While MIGS has forever changed the surgical management of glaucoma, the space continues to evolve.
Decision-making in surgical glaucoma is a complex and individualized process because there are a variety of important factors to consider. “Deciding which procedure to perform takes into account some obvious issues, along with some that are more nuanced,” said Thomas W. Samuelson, MD, founding partner, Minnesota Eye Consultants, and adjunct associate professor of ophthalmology, University of Minnesota, Minneapolis.
Dr. Samuelson outlined his approach to glaucoma surgery at the 23rd annual Glaucoma Symposium, held during the 2019 Glaucoma 360 meeting.
“I always start with the guiding principle, however, that the risk of surgery should not exceed the risk of the disease,” Dr. Samuelson pointed out. “Fortunately, we now have the luxury of matching the two.”
Dr. Samuelson said glaucoma progression–its likelihood and expected rate–is his top concern when deciding on glaucoma surgery. Other “obvious” factors include status of the crystalline lens, refractive status, the patient’s general health, glaucoma severity, and how well the patient adheres to and is tolerating medical therapy.
The nuanced factors include coagulation and conjunctiva status, expected need for inflammation control with a topical corticosteroid, and axial length, which influences risk for adverse effects from hypotony.
Combining surgeries Dr. Samuelson said that because IOP can be controlled in many patients with mild-to-moderate glaucoma, he waits to do a minimally invasive glaucoma surgery (MIGS) procedure until cataract surgery becomes indicated.
When doing a combined procedure, Dr. Samuelson considers that by improving phys-iological outflow, based on the prospective randomized MIGS trials, cataract surgery alone has a well-documented benefit for lowering IOP by about 5.5 mm Hg from a baseline intraocular pressure (IOP) in the mid-20s mm Hg.
In eyes with mild-to-moderate disease in which the trabecular meshwork is “modestly dysfunctional,” he favors a canal procedure and chooses to either place two trabecular micro-bypass stents (iStent Inject, Glaukos) or the larger trabecular bypass stent (Hydrus, Ivantis). A canal-based MIGS procedure with one of the indwelling stents might also be an option for a patient with advanced disease, whose visual field has been stable for years and whose IOP is well-controlled on medication.
“These canal procedures are predictable,” said Dr. Samuelson. “Because they enhance physiological outflow, they act synergistically with cataract surgery. They are also minimally disruptive to normal anatomy.”
He added that there are data for both stent procedures showing an enduring benefit when they are combined with cataract surgery. The larger stent is a more disruptive, but also has a slightly greater effect on IOP.
The possibility that canal-based procedures, involving tissue incision or ablation (Omni Glaucoma Treatment System, Sight Sciences; Kahook Dual Blade, New World Medical; iTrack, Ellex; Trabectome, Ellex; and gonioscopy-assisted transluminal trabeculotomy), may lead to scarring (and harm outflow in the future) also weighs in favor of choosing one of the less intrusive stenting procedures for patients with mild disease.
“By doing cataract surgery with a ‘gentle’ MIGS procedure, I am not burning any bridges and can be more aggressive with surgical intervention later if needed,” Dr. Samuelson said.

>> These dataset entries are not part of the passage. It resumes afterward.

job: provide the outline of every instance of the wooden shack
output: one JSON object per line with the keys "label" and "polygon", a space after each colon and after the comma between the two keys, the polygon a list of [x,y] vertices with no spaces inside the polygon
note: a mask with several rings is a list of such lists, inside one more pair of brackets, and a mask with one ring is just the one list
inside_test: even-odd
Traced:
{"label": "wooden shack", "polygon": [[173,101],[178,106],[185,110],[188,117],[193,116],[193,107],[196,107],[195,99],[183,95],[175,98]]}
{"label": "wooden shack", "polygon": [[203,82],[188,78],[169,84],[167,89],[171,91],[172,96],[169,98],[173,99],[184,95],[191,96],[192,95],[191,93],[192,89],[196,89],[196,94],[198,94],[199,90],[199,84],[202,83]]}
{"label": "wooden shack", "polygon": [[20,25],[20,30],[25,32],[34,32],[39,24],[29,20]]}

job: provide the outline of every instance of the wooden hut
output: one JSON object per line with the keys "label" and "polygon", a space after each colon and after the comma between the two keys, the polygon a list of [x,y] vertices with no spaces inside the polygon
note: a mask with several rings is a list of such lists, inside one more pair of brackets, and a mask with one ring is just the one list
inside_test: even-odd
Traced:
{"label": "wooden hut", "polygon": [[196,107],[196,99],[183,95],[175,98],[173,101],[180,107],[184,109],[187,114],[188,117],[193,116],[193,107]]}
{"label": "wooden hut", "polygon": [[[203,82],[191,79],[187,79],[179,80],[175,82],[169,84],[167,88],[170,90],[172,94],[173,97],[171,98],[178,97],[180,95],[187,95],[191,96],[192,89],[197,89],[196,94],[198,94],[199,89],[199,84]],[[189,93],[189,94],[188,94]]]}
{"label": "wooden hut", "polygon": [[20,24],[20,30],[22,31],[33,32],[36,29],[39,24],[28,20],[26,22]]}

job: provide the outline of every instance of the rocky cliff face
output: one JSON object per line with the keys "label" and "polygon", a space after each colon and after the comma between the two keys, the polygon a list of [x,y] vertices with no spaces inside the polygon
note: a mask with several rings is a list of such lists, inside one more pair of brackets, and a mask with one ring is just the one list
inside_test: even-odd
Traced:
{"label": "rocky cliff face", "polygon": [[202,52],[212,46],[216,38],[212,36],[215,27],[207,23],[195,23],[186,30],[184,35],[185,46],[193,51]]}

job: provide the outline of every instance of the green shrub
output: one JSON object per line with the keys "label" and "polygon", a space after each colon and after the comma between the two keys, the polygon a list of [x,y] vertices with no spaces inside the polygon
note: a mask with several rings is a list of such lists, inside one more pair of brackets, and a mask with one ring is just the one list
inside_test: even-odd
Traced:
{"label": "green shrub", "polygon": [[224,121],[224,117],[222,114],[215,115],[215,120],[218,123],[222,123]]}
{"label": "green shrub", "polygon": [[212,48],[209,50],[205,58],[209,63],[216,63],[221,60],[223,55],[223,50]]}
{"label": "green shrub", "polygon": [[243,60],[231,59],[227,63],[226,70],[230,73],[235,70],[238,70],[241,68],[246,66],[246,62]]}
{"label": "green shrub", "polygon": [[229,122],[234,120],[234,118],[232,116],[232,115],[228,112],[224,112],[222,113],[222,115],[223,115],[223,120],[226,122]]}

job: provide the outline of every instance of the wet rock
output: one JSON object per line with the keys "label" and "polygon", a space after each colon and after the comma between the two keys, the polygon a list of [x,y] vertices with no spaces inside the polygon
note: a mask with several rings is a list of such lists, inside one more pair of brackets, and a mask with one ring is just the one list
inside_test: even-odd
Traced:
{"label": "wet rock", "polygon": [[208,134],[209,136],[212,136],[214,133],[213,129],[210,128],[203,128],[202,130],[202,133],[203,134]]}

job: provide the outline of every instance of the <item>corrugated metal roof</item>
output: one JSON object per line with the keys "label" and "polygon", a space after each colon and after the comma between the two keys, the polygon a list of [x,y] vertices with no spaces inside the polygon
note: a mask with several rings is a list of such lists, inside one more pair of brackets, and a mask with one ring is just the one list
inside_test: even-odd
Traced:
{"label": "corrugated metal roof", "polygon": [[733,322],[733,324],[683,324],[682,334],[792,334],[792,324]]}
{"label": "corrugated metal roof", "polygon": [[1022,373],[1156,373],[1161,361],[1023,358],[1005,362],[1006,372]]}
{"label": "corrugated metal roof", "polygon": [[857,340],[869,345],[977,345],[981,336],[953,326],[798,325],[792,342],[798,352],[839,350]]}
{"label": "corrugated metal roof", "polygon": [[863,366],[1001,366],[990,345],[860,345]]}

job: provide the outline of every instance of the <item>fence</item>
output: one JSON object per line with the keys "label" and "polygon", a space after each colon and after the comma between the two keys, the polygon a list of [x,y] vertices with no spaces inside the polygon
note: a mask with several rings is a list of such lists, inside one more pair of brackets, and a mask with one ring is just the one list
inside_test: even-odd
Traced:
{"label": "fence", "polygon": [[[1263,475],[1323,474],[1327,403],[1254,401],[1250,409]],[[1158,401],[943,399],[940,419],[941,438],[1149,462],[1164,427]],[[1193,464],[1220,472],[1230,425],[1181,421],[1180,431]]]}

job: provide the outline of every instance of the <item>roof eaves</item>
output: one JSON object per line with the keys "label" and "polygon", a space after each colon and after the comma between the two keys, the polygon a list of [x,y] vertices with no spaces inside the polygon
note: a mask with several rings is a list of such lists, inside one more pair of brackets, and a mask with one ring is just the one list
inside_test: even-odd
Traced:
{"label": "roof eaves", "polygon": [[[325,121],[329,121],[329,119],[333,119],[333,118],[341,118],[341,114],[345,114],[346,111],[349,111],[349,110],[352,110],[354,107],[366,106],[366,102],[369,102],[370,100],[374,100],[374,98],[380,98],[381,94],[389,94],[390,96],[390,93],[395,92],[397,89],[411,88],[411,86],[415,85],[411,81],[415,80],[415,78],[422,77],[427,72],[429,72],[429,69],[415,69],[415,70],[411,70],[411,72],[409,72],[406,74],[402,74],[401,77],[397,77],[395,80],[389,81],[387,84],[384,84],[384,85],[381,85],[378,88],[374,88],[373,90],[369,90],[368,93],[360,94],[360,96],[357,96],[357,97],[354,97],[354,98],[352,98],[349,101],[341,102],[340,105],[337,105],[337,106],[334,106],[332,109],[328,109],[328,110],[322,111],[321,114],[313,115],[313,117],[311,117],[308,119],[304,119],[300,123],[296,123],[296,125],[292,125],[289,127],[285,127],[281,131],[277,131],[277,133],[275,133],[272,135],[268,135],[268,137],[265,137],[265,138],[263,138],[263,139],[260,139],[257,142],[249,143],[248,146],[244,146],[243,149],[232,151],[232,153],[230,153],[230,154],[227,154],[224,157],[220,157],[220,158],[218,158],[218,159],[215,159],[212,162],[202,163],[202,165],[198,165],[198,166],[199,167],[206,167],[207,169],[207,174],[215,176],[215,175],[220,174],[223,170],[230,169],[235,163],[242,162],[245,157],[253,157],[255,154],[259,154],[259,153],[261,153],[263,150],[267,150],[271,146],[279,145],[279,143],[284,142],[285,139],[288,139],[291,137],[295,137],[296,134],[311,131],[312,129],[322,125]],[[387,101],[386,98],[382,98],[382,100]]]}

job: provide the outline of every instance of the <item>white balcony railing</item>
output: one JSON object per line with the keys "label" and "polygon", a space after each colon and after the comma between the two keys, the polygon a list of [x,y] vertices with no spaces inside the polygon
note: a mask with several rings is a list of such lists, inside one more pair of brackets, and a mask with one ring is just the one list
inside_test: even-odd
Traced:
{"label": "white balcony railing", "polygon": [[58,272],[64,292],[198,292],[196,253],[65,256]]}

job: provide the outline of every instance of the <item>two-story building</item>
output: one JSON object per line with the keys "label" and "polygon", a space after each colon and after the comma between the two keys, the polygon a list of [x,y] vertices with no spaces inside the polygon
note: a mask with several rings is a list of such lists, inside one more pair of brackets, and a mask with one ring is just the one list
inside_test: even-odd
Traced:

Moving up the ladder The incisional/ablative canal surgeries may be strongly considered in eyes needing aggressive IOP-lowering. Transscleral procedures (Xen Gel Stent, Allergan; EX-PRESS, Alcon Laboratories; trabeculectomy; tubes) come with even greater potential benefit because they bypass physiological outflow, but they also carry greater risk.
Compared with traditional filtration surgery, the transscleral ab interno gel stent (XEN Gel Stent) allows for a standardized approach and greater intraoperative efficiency. It also requires less postoperative care and carries less risk of profound or sustained hypotony relative to trabeculectomy.
Unlike trabeculectomy, however, IOP is not titratable with the gel stent. Presenting a video from a gel stent case, Dr. Samuelson explained that passing the entire bevel of the needle through both sclera and Tenons avoids entanglement in Tenons and seems to have resulted in better outcomes. He also noted that some glau-coma surgeons have moved to the gel implant as an ab externo procedure.
“That is something I plan to try in the future,” Dr. Samuelson said. “That could allow the surgery to be done as an in-office procedure.”
Whereas MIGS has forever changed the surgical management of glaucoma, the space continues to evolve. There are no standardized approaches and glaucoma surgeons have their own preferred strategies for choosing a particular procedure for a particular patient, but those are subject to evolution.
“My current approach is just that–my approach at this time, because the changes with MIGS are happening so rapidly,” Dr. Samuelson said.